There are several SHARP parameter series; `cea` series correct for the distortion that occurs when representing the 3D Sun in 2D, `dconS` series correct for scattered light, and `nrt` series contain near-real time data. We use `cea` series on the suggestion of Ward Manchester. For purposes of comparison, we also use `nrt` data; use of definitive data is recommended on page 3565 of (6). All available data series can be viewed using the `series()` method, which lists data series matching a given regular expression. For example, we can display all the SHARP parameter data series:

In [3]:
cli.series(regex="hmi\\.sharp")

['hmi.sharp_720s',
 'hmi.sharp_720s_dconS',
 'hmi.sharp_720s_nrt',
 'hmi.sharp_cea_720s',
 'hmi.sharp_cea_720s_dconS',
 'hmi.sharp_cea_720s_nrt']

The `info()` method of the `Client` class creates an object with information about a data series. For example, we can verify that the primary keys of the series are `HARPNUM` and `T_REC` as follows:

In [4]:
cli.info("hmi.sharp_cea_720s").primekeys

['HARPNUM', 'T_REC']

We next get all the keywords, their descriptions, and their data types for the definitive and `nrt` `cea` series:

In [5]:
keywords_cea = cli.info("hmi.sharp_cea_720s").keywords
keywords_cea_nrt = cli.info("hmi.sharp_cea_720s_nrt").keywords

In both data frames, each entry in the `linkinfo` column is `None`.

In [6]:
print(
    keywords_cea["linkinfo"].apply(lambda x: x is None).all(),
    keywords_cea_nrt["linkinfo"].apply(lambda x: x is None).all()
)

True True


Get rid of the `linkinfo` columns.

In [7]:
keywords_cea.drop("linkinfo", axis=1, inplace=True)
keywords_cea_nrt.drop("linkinfo", axis=1, inplace=True)

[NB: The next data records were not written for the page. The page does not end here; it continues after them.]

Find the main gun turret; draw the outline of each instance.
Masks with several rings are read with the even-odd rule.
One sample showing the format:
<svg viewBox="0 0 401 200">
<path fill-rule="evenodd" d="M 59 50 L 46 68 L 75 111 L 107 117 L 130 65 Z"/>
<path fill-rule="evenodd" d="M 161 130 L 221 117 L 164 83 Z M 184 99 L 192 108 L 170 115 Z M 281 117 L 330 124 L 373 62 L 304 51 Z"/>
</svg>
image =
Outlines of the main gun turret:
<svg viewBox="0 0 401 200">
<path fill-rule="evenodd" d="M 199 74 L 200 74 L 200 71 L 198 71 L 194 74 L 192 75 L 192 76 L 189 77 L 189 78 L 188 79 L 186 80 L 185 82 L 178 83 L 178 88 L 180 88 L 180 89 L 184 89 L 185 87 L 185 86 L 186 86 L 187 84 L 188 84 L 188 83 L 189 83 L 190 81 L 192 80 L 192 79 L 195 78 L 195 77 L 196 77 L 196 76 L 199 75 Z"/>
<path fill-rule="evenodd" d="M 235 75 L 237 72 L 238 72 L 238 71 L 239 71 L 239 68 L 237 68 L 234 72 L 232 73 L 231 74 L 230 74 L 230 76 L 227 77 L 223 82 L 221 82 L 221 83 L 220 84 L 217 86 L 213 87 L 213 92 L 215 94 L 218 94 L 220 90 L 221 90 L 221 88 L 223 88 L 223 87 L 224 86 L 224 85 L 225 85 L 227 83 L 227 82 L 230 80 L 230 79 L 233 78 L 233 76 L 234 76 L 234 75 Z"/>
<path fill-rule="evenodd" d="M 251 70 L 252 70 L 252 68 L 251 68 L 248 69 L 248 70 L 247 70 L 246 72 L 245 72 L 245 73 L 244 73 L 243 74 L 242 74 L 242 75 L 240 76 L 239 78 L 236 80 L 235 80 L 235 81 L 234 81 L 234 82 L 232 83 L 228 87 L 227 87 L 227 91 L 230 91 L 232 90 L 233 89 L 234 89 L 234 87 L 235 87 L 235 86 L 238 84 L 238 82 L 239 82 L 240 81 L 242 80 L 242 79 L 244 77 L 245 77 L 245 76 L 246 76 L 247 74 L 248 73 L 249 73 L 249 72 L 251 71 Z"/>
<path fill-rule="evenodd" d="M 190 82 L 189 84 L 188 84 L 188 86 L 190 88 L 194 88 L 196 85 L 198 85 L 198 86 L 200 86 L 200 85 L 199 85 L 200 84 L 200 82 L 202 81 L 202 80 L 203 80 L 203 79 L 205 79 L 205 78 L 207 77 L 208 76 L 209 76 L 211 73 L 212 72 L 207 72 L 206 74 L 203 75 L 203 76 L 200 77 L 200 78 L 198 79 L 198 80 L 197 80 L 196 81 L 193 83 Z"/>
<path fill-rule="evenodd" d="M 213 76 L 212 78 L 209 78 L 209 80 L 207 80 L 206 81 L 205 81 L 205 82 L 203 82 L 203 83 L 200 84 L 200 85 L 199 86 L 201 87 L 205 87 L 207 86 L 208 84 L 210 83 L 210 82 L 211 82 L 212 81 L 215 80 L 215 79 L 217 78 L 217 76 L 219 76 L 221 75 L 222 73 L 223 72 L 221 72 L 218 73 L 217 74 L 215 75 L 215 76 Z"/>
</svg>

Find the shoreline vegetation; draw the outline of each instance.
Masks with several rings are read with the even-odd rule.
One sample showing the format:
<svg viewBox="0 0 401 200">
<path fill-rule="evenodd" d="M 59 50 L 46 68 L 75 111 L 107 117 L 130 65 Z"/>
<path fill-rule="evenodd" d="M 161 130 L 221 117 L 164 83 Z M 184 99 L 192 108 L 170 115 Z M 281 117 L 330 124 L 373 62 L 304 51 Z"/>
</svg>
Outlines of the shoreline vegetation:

Identify the keywords that are in both data frames; of those, identify the ones with different information in the two data frames.

In [9]:
common_keywords = keywords_cea.index.intersection(keywords_cea_nrt.index)
keywords_cea_ = keywords_cea.loc[common_keywords]
keywords_cea_nrt_ = keywords_cea_nrt.loc[common_keywords]
comparison = keywords_cea_.eq(keywords_cea_nrt_)
keywords_w_diffs = comparison[~comparison.all(axis=1)].index

Insert columns with the series names to make comparison easier.

In [10]:
keywords_cea.insert(0, "series", "cea")
keywords_cea_nrt.insert(0, "series", "cea_nrt")

There are few keywords with differences, and those differences are minor, though some seem strange. For example, the definitions of `INVVLAVE` are different.

In [11]:
pd.concat([
    keywords_cea.loc[keywords_w_diffs],
    keywords_cea_nrt.loc[keywords_w_diffs]
])


Unnamed: 0_level_0,series,type,recscope,defval,units,note,is_time,is_integer,is_real,is_numeric
name,Unnamed: 1_level_1,Unnamed: 2_level_1,Unnamed: 3_level_1,Unnamed: 4_level_1,Unnamed: 5_level_1,Unnamed: 6_level_1,Unnamed: 7_level_1,Unnamed: 8_level_1,Unnamed: 9_level_1,Unnamed: 10_level_1
WCSNAME,cea,string,constant,Carrington Heliographic,none,WCS system name,False,False,False,False
INVVLAVE,cea,double,variable,,Maxwell,[USFLUXL] Total unsigned flux,False,False,True,True
INVBLAVE,cea,double,variable,,Gauss/Mm,[MEANGBL] Mean value of the line-of-sight fiel...,False,False,True,True
INVNPRCS,cea,int,variable,-1,number,[CMASKL] Number of pixels that contributed to ...,False,True,False,True
WCSNAME,cea_nrt,string,constant,Helioprojective-cartesian,none,WCS system name,False,False,False,False
INVVLAVE,cea_nrt,double,variable,,cm/s,avarage of inverted V_los over processed pixels,False,False,True,True
INVBLAVE,cea_nrt,double,variable,,gauss,avarage of inverted B_los over processed pixels,False,False,True,True
INVNPRCS,cea_nrt,int,variable,-1,none,Numer of pixels processed,False,True,False,True


Every keyword in the `nrt` `cea` data is also in the `cea` data.

In [12]:
keywords_cea_nrt.index.difference(keywords_cea.index)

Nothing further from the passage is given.